Dalam hal bersosialisasi dan bergaul, setiap atlet tentu membutuhkan dukungan dari keluarga maupun sahabat terdekat dalam proses pelatihan. Kehadiran mereka dibutuhkan untuk memberikan kata-kata maupun aksi dukungan, dan juga dapat menerima bahwa atlet memiliki waktu yang terbatas untuk bergaul. Setiap atlet harus mengingat untuk menjaga segala sesuatunya tetap seimbang, dengan catatan tetap mempertimbangkan tujuan akhir mereka yang akan berlaga di pertandingan besar dunia.

6. Menjalani perawatan tertentu

Saat atlet memilih perawatan apa yang akan dijalani, mereka harus mengingat untuk meminimalisir kemungkinan cedera. Pijat dan perawatan lainnya adalah cara yang tepat untuk mencegah kecelakaan dan cedera selama pelatihan keras yang berlangsung berbulan-bulan. Semua perawatan yang tepat dapat membantu memastikan kondisi para atlet tetap sempurna hingga upacara penutupan Olimpiade 2016.

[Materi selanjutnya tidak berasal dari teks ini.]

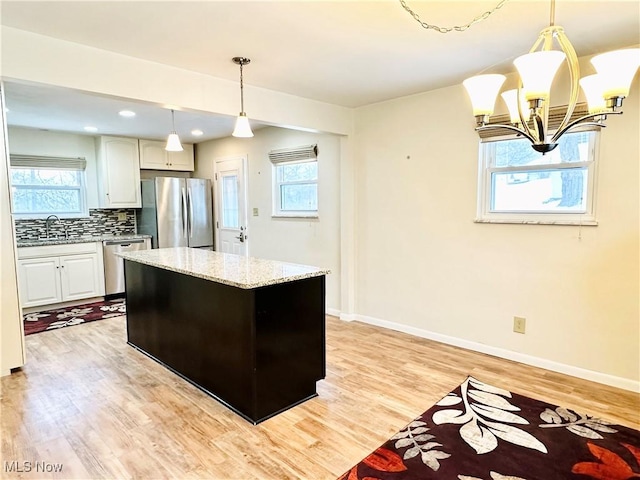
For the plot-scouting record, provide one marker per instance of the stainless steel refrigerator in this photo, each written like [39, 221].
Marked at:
[177, 212]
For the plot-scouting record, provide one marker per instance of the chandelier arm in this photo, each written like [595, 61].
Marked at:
[574, 76]
[508, 127]
[457, 28]
[523, 122]
[540, 127]
[579, 122]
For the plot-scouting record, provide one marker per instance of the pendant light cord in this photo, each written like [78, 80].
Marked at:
[241, 89]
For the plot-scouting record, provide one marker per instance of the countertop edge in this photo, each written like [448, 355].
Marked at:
[225, 281]
[72, 241]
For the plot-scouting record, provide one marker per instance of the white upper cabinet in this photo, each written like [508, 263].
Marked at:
[153, 156]
[118, 172]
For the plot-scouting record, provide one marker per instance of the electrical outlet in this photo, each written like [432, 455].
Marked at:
[519, 324]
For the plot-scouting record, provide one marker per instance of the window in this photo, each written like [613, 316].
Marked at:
[295, 185]
[41, 186]
[519, 185]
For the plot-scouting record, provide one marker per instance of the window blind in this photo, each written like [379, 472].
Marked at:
[295, 154]
[57, 163]
[556, 114]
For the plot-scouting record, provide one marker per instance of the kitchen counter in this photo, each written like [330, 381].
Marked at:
[225, 268]
[249, 332]
[64, 241]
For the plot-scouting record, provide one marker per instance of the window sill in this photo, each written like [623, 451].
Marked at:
[295, 215]
[584, 223]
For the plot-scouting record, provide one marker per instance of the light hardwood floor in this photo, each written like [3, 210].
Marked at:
[89, 401]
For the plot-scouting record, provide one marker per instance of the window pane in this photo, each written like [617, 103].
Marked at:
[26, 176]
[44, 200]
[299, 197]
[573, 147]
[297, 172]
[230, 212]
[543, 191]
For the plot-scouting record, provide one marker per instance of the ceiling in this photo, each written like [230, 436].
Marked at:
[349, 53]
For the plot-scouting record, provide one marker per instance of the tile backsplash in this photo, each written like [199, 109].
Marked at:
[99, 222]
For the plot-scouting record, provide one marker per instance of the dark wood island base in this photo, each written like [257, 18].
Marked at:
[259, 351]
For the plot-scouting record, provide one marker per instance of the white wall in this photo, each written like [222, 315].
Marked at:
[307, 241]
[30, 141]
[11, 336]
[424, 265]
[31, 57]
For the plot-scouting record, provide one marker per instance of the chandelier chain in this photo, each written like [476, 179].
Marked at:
[457, 28]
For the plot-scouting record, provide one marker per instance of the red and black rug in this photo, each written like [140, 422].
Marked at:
[483, 432]
[66, 317]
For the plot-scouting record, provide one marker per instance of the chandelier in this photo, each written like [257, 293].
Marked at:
[528, 105]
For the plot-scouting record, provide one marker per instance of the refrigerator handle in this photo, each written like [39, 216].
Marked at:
[184, 213]
[190, 217]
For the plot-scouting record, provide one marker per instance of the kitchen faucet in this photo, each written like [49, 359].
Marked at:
[46, 222]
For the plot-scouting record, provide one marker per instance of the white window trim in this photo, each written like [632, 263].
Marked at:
[277, 211]
[82, 188]
[485, 215]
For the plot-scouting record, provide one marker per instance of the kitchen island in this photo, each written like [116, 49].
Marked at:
[247, 331]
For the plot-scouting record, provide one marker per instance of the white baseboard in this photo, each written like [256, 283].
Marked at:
[583, 373]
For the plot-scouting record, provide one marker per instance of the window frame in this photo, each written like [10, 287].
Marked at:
[278, 212]
[81, 188]
[486, 168]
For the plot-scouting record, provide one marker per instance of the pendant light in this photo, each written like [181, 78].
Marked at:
[242, 129]
[173, 141]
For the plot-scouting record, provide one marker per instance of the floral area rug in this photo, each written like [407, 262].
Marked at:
[66, 317]
[483, 432]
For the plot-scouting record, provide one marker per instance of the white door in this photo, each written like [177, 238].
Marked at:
[231, 201]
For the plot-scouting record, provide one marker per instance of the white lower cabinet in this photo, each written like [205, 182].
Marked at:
[60, 273]
[39, 281]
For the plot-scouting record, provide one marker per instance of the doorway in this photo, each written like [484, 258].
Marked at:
[231, 205]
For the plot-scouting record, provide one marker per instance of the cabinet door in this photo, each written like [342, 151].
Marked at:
[80, 277]
[182, 160]
[153, 155]
[39, 280]
[120, 168]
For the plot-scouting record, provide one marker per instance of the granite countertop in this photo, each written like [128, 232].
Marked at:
[226, 268]
[63, 241]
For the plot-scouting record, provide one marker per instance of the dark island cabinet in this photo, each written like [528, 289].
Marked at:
[257, 350]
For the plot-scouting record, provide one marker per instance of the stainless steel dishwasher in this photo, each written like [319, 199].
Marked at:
[114, 265]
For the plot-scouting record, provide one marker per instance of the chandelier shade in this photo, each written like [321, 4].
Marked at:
[617, 69]
[537, 71]
[483, 90]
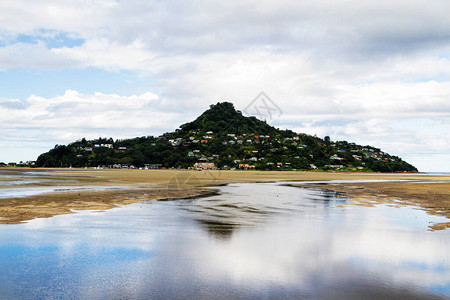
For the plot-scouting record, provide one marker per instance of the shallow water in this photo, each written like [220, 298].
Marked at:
[263, 240]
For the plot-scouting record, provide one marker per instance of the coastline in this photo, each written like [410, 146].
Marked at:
[428, 192]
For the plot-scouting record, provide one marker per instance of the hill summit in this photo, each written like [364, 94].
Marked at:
[222, 137]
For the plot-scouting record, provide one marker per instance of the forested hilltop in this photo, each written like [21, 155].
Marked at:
[223, 138]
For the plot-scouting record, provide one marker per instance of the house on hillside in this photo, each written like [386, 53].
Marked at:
[246, 166]
[205, 166]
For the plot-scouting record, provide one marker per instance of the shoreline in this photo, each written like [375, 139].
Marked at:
[429, 192]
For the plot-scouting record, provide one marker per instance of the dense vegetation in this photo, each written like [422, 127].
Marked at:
[228, 139]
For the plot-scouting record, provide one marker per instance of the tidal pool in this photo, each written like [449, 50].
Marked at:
[262, 240]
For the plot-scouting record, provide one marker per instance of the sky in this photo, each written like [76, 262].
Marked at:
[370, 72]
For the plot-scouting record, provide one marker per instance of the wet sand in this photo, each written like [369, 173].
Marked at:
[433, 197]
[145, 185]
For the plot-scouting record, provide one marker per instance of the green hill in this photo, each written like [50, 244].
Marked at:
[223, 136]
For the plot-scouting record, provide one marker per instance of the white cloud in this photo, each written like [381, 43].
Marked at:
[367, 72]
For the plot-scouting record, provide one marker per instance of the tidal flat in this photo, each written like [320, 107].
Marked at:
[26, 194]
[246, 240]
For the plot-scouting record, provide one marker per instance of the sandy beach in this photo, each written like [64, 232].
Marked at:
[121, 187]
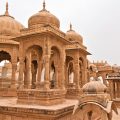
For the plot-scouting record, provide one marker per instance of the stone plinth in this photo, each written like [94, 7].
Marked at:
[41, 97]
[73, 93]
[117, 102]
[8, 92]
[11, 110]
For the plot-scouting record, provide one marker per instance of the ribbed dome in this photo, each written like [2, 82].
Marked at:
[94, 87]
[8, 25]
[73, 36]
[42, 18]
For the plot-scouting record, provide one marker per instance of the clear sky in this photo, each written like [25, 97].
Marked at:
[98, 21]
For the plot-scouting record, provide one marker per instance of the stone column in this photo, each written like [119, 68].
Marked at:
[111, 88]
[56, 77]
[21, 71]
[62, 69]
[47, 72]
[117, 91]
[28, 71]
[39, 74]
[14, 70]
[76, 72]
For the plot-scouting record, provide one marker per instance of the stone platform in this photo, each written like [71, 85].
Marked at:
[10, 110]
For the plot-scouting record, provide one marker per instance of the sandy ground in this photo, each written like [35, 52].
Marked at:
[116, 117]
[12, 102]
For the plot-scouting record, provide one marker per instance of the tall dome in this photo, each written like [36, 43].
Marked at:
[94, 87]
[74, 36]
[43, 17]
[8, 25]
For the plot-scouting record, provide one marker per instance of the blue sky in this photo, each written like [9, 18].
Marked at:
[98, 21]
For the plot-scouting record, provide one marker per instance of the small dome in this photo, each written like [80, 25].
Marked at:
[94, 87]
[42, 18]
[73, 36]
[8, 25]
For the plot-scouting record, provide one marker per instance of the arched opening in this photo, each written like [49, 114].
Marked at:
[54, 66]
[33, 66]
[81, 72]
[5, 69]
[69, 71]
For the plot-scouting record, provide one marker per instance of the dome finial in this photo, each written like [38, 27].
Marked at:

7. Mengelilingi diri dengan pengaruh positif

Walaupun berhubungan dengan kondisi para mental para atlet, hal ini tidak kalah penting dengan persiapan fisik. Atlet harus selalu mengelilingi diri mereka dengan hal-hal yang memberikan pengaruh positif. Termasuk dalam hal media, film, program televisi hingga musik. Segala sesuatunya harus menjadi dukungan positif dan membuat atlet fokus para tujuan mereka.

8. Tetap dekat dengan keluarga

Sangat penting bagi setiap atlet untuk menjelaskan kepada keluarga mereka bahwa pelatihan menuju Olimpiade Rio 2016 akan mengambil alih hidup mereka paling tidak selama satu tahun. Keluarga harus memahami bahwa atlet menjalani pekerjaan penuh waktu yang mungkin akan sering ketinggalan acara keluarga karena jadwal pelatihan yang sangat padat.

9. Lakukan break sesekali

Meskipun atlet memiliki jadwal penuh, mereka tetap membutuhkan istirahat untuk memulihkan fisik dan mental.  Mereka harus meluangkan waktu untuk beristirahat dan menggunakan waktu bebas tersebut tanpa kegiatan yang terlalu banyak dan melelahkan. Menonton film di rumah, bersantai di sofa dan dan mengelilingi diri dengan para sahabat adalah pilihan terbaik.

10. Bayangkan kemenangan di depan mata

Membayangkan kemenangan adalah bagian dari pelatihan mental bagi para atlet. Mereka harus dapat memvisualisasikan penutupan yang sempurna, dan membayangkan pertandingan berjalan dengan baik secara berulang-ulang di pikiran mereka. Pertandingan terdiri dari 90% mental dan 10% fisik. Untuk menghadapi Olimpiade 2016, secara umum, para atlet harus menetapkan tujuan yang realistis dan memberikan target pada diri mereka sendiri.